An example of a substance that is made by atoms transferring electrons is table salt – those tiny white grains people sprinkle over their fries! Table salt is made of sodium ions and chlorine ions bonded together. The sodium atoms give up an electron each and the chlorine atoms receive an electron each. As we learned in the grade four science, objects with positive charges are attracted to objects with negative charges. To learn more about the nature of salts such as table salt, go to: http://www.sciencebyjones.com/salts.htm 

When atoms bond by sharing electrons, they form structures called molecules. Some molecules are made of atoms that are all the same and some are made of atoms that are different. Water is an example of a substance that is made up of molecules and each molecule is made up of different atoms. Each molecule is made up of two hydrogen atoms and one oxygen atom joined together by sharing electrons. Sometimes we represent this as H₂O, where H stands for hydrogen and O stands for oxygen. Elemental oxygen is also formed of molecules. Each oxygen molecule is made from two oxygen atoms joined together by sharing electrons.

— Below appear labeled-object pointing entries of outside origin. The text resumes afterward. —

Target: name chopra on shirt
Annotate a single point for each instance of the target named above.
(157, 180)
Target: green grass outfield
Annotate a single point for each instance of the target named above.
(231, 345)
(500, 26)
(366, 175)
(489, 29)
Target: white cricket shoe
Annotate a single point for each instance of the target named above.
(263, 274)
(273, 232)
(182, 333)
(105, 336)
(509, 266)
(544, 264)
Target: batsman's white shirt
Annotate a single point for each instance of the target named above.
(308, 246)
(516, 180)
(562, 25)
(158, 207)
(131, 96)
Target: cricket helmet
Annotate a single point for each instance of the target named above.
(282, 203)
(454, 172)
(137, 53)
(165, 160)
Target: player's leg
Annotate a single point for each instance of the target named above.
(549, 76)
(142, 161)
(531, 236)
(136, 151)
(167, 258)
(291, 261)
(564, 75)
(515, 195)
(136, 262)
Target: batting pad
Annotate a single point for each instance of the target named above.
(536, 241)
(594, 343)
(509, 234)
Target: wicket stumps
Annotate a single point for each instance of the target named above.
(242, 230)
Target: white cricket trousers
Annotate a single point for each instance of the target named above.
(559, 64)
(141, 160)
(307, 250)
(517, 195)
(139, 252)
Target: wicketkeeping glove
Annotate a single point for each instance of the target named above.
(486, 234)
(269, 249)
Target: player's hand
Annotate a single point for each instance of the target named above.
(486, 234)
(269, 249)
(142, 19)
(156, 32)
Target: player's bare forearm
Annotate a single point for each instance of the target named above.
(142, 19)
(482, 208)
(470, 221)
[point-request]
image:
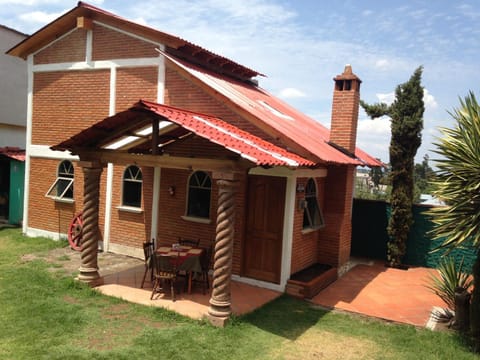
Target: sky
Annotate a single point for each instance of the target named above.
(302, 45)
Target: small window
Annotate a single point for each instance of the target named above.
(132, 187)
(199, 191)
(62, 188)
(312, 217)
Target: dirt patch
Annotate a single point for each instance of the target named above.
(68, 261)
(310, 272)
(318, 344)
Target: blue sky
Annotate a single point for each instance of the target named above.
(302, 45)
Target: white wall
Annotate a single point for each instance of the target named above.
(13, 84)
(12, 136)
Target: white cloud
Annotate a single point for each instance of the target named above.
(387, 98)
(39, 17)
(291, 93)
(373, 136)
(382, 64)
(429, 100)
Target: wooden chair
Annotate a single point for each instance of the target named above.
(165, 267)
(148, 250)
(189, 242)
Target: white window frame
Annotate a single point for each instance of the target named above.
(196, 218)
(133, 179)
(53, 188)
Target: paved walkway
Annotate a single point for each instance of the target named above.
(375, 290)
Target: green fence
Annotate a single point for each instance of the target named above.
(369, 236)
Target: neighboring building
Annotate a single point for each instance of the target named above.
(12, 177)
(13, 121)
(222, 160)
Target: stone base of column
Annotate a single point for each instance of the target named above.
(218, 321)
(219, 312)
(89, 276)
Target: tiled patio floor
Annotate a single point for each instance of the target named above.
(369, 288)
(126, 284)
(386, 293)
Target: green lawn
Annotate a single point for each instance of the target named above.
(47, 315)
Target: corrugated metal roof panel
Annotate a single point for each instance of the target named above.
(230, 137)
(303, 130)
(248, 146)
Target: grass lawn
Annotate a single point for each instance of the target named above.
(47, 315)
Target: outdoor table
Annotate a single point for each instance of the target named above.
(189, 260)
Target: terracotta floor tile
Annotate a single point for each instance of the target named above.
(126, 285)
(375, 290)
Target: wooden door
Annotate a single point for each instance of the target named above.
(263, 243)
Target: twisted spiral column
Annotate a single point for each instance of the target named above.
(91, 191)
(222, 269)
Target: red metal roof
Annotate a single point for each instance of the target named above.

Many compounds are composed of a regular arrangement of atoms or ions (as in table salt). How do we know this? One way is that scientists use a machine called an x ray crystallography machine that sends x rays into a piece of the compound. The x rays are bounced by the atoms that make up the compound and the patterns made by the bounced x rays can be recorded on x ray film. One of the most exciting discoveries made using x ray crystallography was the structure of the enormous molecule that makes up our genes – DNA. This discovery was made by four scientists, Francis Crick, James Watson, Maurice Wilkinson and Rosalind Franklin. Rosalind Franklin was both the crystallographer and played a very important part in solving the puzzle.